When Norwegian Cruise Line announced the cancellation of sailings aboard five of its ships for the July to October period, the speculation immediately started. Would Norwegian follow the lead of Royal Caribbean and Celebrity in basing ships in the Caribbean and Europe while cruising from U.S. ports remains stalled?
No official statement has yet been made, but the line’s Managing Director Europe Kevin Bubolz offered a clue, as reported by German travel publication touristik aktuell.
Bubolz says he is convinced that Norwegian can resume cruising in Europe from July, including seven-night cruises to the Greek islands from Piraeus, the port for Athens.
The cruise executive cited Greece as providing an effective example of how tourism can be made possible again, despite an ongoing global health crisis.
“The local organization and communication between the tourism industry and the Ministry of Tourism are very good,” Bubolz said, adding that the country’s efforts mean that it ranks in the “front line” of interest for summer travel.
In an email to travel advisors announcing cancellations, Norwegian said it continues to “evaluate the viability of sailing select itineraries aboard the various vessels within our fleet” and that “this was a necessary step as we work to announce a revised fleet deployment schedule.”
As time passes and cruise lines grow more frustrated with inaction on the part of the U.S. Centers for Disease Control and Prevention, the nation’s public health agency, they have taken matters into their own hands.
Over the past couple of weeks there has been a flurry of announcements of cruise ships offering summer sailings from ports near and far that will allow cruising to restart and prove that they offer a safe vacation alternative.

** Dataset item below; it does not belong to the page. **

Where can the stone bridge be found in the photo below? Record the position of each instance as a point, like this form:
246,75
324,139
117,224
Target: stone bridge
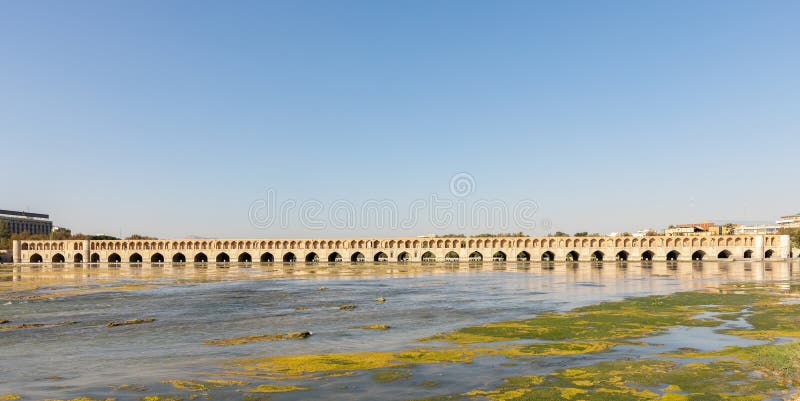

Several lines will offer ‘domestic cruising’ around the shores of the United Kingdom. Royal Caribbean will offer cruises from Israel to Greece and Cyprus and yesterday announced a program based in Cyprus.
Royal’s sister line Celebrity Cruises announced this week that it will offer six to eight night cruises from Athens, with its newest ship Celebrity Apex visiting either Cyprus or Israel as well as some Greek Islands.
Closer to home and easier to access for U.S. cruisers, several lines have committed to homeport ships in the Caribbean and region this summer.
Luxury line Crystal Cruises was among the first, announcing that Crystal Serenity will offer all-Bahamas cruises from Nassau beginning in July. Royal Caribbean will base Adventure of the Seas in Nassau as well, beginning in June. Also, from June through August, Royal Caribbean will offer cruises aboard Vision of the Seas from Bermuda.
Celebrity Cruises is heading for the Caribbean too, with the Celebrity Millennium to homeport in St. Maarten for a Southern Caribbean program beginning in June.
Many of these cruises will require adults to be fully vaccinated at least 14 days prior to sailing. Some will allow children onboard with a negative PCR test. But health regulations are expected to evolve as the global vaccination effort expands.